Your second option, putting the images in the datastore does protect your images from linking only to the extent that you have some power to control through logic if they are served or not. The problem that you will encounter is that making that decision is difficult. Remember that HTTP is stateless, so finding a way to distinguish a request from a link that is external to your application and one that is internal to your application is going to require trickery.
My personal feeling is that jumping through hoops to make sure that people can't see your comics with seeing ads is solving the prolbem the wrong way. If the content that you are publishing is worth protecting, people will flock to your website to enjoy it anyway. Through high volumes of traffic, you will more than make up for anyone who directly links to your image, thus circumventing a few ad serves. Don't try to outsmart your consumers. Deliver outstanding content, and you will make plenty of money.
Your method #1 isn't practical: You'd need to upload a new version of your app for each new comic strip.
Your method #2 should work fine.
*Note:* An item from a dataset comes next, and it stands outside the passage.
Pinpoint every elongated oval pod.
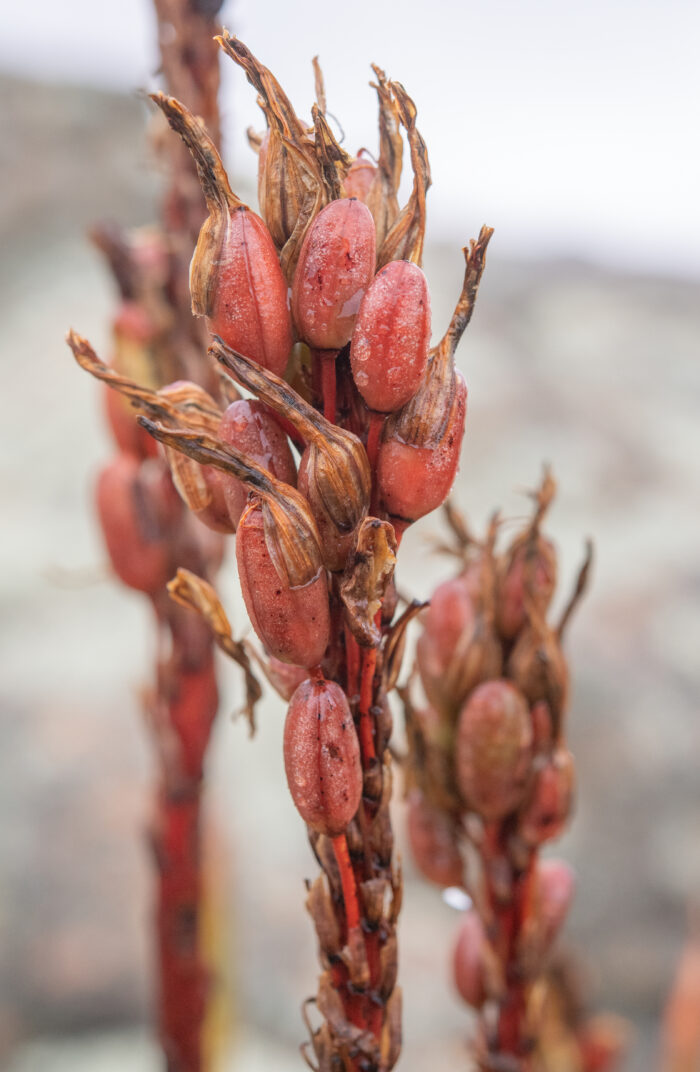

It doesn't automatically "protect" your images from being hotlinked - they're still served up on a URL like any other image - but you can write whatever code you want in the image serving handler to try and prevent abuse.
A third option, and a variant of #2, is to use the new Blob API. Instead of storing the image itself in the datastore, you can store the blob key, and your image handler just instructs the blobstore infrastructure what image to serve.